What most of these authors have overall, as Graeme Wood explains, is that they come from academic disciplines outside of history, which allows them to approach this field of knowledge “without prejudice, with a fresher perspective but still with its limitations. he does not use the analytical tools of orthodox historians because they are foreign to his intellectual career. His works are popular because, in Harari’s view, “they try to make sense of what seems to make no sense, thereby quenching the thirst for coherent stories that all human beings have.” The Sapiens series, Harari’s bestseller, raises complex questions about the meaning of progress and human experience and exploration to provide answers.

In Wood’s view, what distinguishes Turchin from Harari and Diamond is that “he claims to be looking close to the future rather than describing and interpreting human history as a whole.” Turchin himself has admitted on occasion that the model he wishes to compete with is not a student but a fictional creature: Hari Seldon, the mathematical wizard created by Isaac Asimov in his speculative novel series The Foundation.

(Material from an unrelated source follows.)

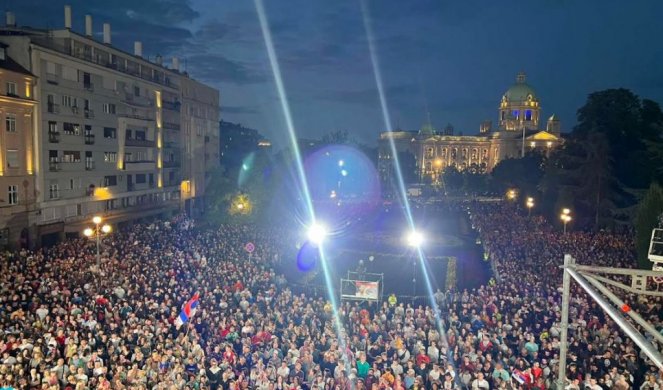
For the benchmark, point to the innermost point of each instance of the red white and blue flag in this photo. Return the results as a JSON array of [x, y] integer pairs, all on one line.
[[188, 310]]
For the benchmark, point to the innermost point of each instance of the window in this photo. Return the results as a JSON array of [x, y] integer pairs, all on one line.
[[68, 101], [12, 195], [53, 191], [71, 156], [110, 132], [110, 157], [528, 115], [109, 108], [12, 158], [11, 89], [52, 127], [10, 123], [71, 128], [50, 67], [110, 181]]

Gifted with astonishing computing power and unparalleled analytical precision, Seldon could predict the rise and fall of empires as if they were complex living organisms governed 100% by the laws of biological progress. According to Wood, this is the kind of knowledge and certainty that Turchin explores. If his method works, if this one man possesses the truly antithetical formula for predicting future events with a small margin of error, five springs await us, who knows if a whole period full of upheaval and catastrophe.